Le TPIR réduit les peines de prison de deux ex-dignitaires rwandais

Affiche de 2003 montrant des personnes recherchées par le Tribunal pénal international pour le Rwanda.

15 décembre 2011 – La chambre d'appel du Tribunal pénal international pour le Rwanda (TPIR) a réduit mercredi à 35 ans de prison la peine à laquelle a été condamné le colonel Théoneste Bagosora, considéré comme le « cerveau » du génocide et condamné en première instance à l'emprisonnement à perpétuité.

Dans le même jugement, la chambre d'appel a condamné à 15 ans de prison le colonel Anatole Nsengiyumva qui avait également été condamné à la prison à vie en première instance. Etant donné le temps qu'il avait déjà passé en détention, les juges ont ordonné sa remise en liberté immédiate.

Les deux hommes restent coupables de génocide, crimes contre l'humanité et crimes de guerre, même si nombre de conclusions des juges de première instance ont été annulées. Leur responsabilité est retenue pour n'avoir pas prévenu les crimes commis par des militaires pour n'avoir pas puni les auteurs.

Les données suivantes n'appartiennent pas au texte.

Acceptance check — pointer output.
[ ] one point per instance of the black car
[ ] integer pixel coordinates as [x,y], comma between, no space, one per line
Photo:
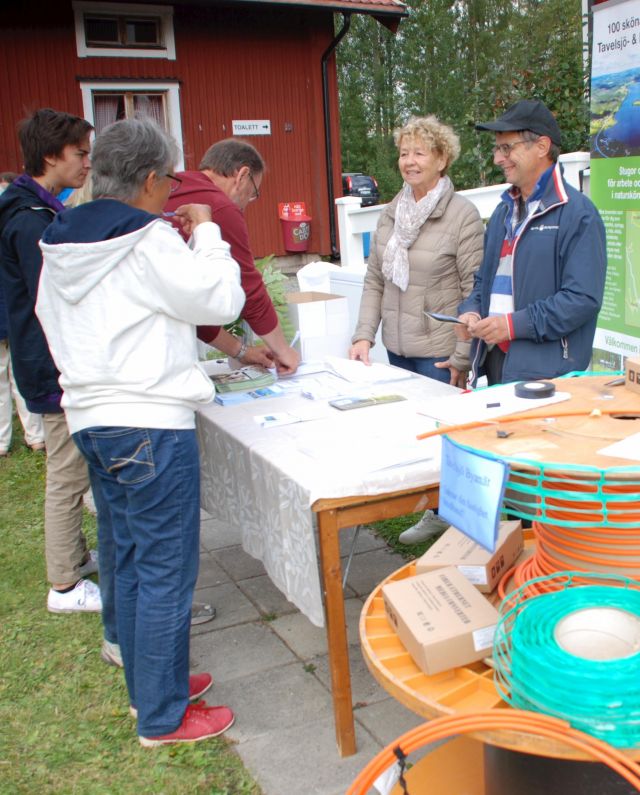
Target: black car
[356,184]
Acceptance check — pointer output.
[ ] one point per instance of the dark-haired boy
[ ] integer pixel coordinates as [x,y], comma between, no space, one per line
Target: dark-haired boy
[55,149]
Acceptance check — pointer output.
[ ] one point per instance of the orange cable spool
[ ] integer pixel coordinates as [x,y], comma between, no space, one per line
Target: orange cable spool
[520,721]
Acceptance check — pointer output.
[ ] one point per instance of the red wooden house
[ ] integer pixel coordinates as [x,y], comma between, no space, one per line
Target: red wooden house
[206,69]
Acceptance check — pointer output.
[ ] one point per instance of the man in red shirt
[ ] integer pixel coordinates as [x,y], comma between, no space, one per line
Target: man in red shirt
[229,178]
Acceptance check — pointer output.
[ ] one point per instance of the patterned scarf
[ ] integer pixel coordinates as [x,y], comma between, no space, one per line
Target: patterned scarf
[410,216]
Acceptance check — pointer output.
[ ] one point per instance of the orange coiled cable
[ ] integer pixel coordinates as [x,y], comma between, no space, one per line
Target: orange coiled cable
[520,721]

Concernant M. Bagosora, la chambre d'appel a maintenu une des conclusions centrale du jugement de première instance selon laquelle il était, en tant que directeur de cabinet au ministère de la Défense, la plus haute autorité militaire du Rwanda entre le 6 et le 9 avril 1994.

La chambre d'appel a confirmé la responsabilité de Théoneste Bagosora, en tant que supérieur hiérarchique, pour différents crimes perpétrés à des barrages routiers à Kigali. Parmi ces crimes, figurent des viols, des massacres de masse, des assassinats de responsables politiques, dont la Première ministre Agathe Uwilingiyimana. Sa culpabilité est également confirmée pour le meurtre de Casques bleus belges tués après son arrivée au camp Kigali.

M. Bagosora a été arrêté au Cameroun le 9 mars 1996.